There’s an interesting piece in the Huffington Post by Pinaki Bhattacharya about how the recent announcement about lunar water helped to restore ISRO’s damaged reputation:
For weeks before this, ISRO was being pilloried for the failure and eventual abandonment of the Chandrayaan 1. On 29 August. 2009 the Indian Deep Space Network in Byalalu near Bangalore, lost total contact with Chandrayaan 1. The end was not sudden, nor unexpected. The final failure was a culmination of a number of technical glitches that started to surface soon after the launch of the lunar vehicle.

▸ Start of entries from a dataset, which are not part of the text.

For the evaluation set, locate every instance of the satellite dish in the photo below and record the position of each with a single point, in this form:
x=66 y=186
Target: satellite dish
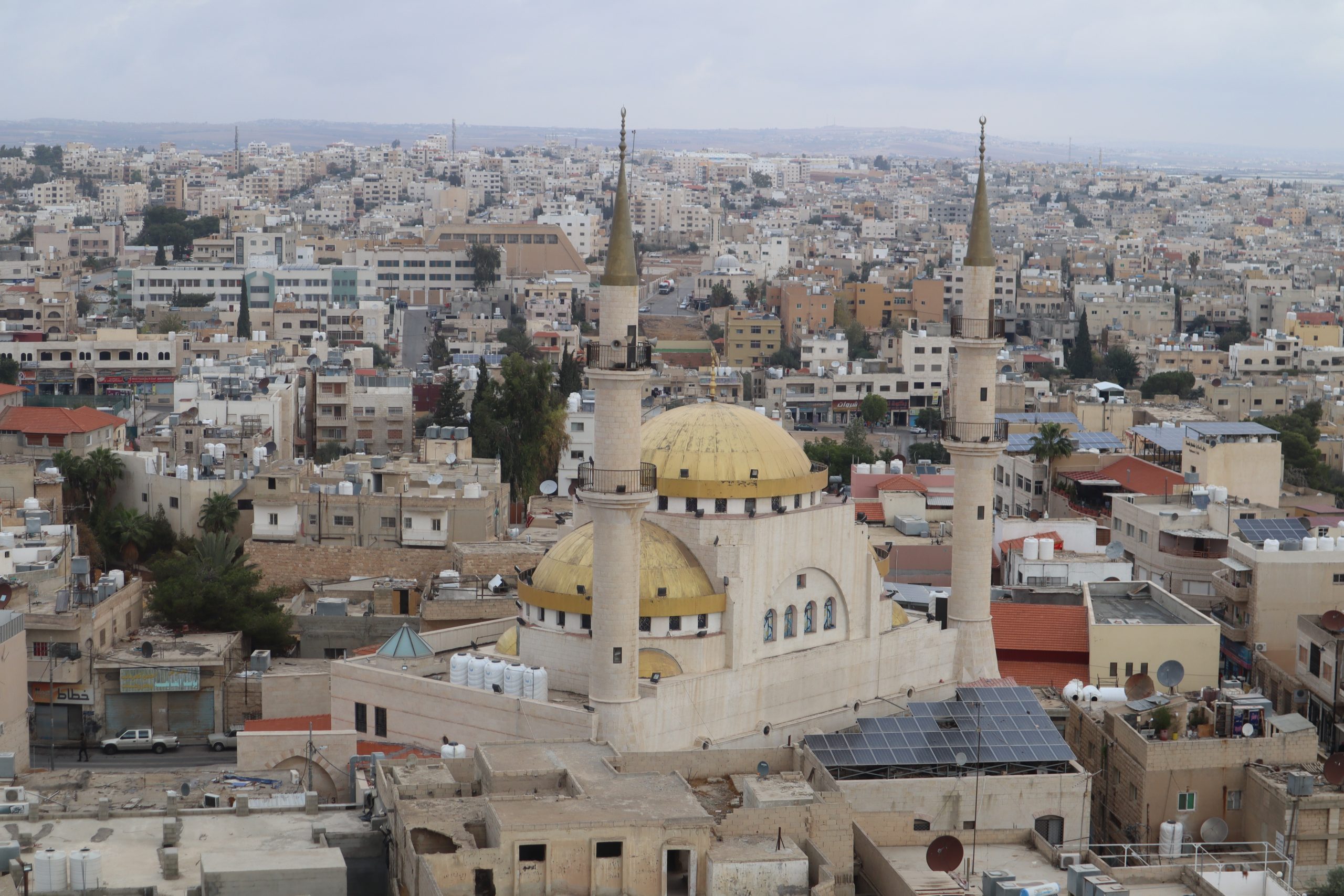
x=1214 y=830
x=1139 y=687
x=944 y=853
x=1171 y=672
x=1335 y=769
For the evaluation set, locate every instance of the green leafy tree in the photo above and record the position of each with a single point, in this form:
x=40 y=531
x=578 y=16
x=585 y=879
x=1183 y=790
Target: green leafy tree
x=1081 y=358
x=244 y=313
x=1122 y=366
x=572 y=376
x=449 y=410
x=218 y=513
x=217 y=589
x=1050 y=442
x=873 y=409
x=486 y=260
x=330 y=452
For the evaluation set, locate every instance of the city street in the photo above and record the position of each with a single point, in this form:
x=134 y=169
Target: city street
x=194 y=757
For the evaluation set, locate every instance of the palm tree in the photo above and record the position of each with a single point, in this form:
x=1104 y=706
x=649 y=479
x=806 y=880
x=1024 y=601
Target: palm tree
x=102 y=469
x=1050 y=442
x=130 y=530
x=218 y=551
x=218 y=513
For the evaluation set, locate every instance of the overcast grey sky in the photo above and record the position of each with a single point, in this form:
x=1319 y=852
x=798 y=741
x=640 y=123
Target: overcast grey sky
x=1223 y=71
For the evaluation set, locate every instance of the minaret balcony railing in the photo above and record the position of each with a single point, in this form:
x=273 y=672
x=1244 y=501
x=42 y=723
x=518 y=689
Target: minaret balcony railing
x=978 y=327
x=954 y=430
x=629 y=356
x=593 y=479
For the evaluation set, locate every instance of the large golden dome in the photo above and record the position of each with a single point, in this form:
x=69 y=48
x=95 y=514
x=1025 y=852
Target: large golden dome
x=666 y=565
x=725 y=450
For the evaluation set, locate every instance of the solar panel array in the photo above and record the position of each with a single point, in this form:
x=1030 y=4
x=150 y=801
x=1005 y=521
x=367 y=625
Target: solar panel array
x=1012 y=729
x=1289 y=530
x=1234 y=428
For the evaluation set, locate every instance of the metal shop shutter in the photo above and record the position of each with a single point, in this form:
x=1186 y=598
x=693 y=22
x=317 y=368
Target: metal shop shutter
x=191 y=714
x=127 y=711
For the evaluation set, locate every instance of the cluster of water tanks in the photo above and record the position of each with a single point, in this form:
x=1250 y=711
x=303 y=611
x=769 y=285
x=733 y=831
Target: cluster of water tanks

In November 2008, barely after a month of its launch the spacecraft’s power systems started to fail one by one and ISRO was compelled to deactivate some of its payloads. In April this year the Star Sensor, a key component, stopped functioning due to intense solar radiation. And in the next month, the backup sensor also failed, thus plunging ISRO into a sense of imminent doom….
Not many believed ISRO when its authorities declared that the spacecraft, Chandrayaan 1 had accomplished “90 per cent of its tasks.” The scientific commentators of the country were quick to charge the space organization with lying to the country about its impending failure and gross incompetence. This week ISRO pulled back from the brink one more time.
It did – for a time. However, I’m eager to see what the investigation into Chandrayaan-1′s failure reveals, how candid ISRO will be with the results, and whether there will be any changes in the agency’s public relations strategy moving forward.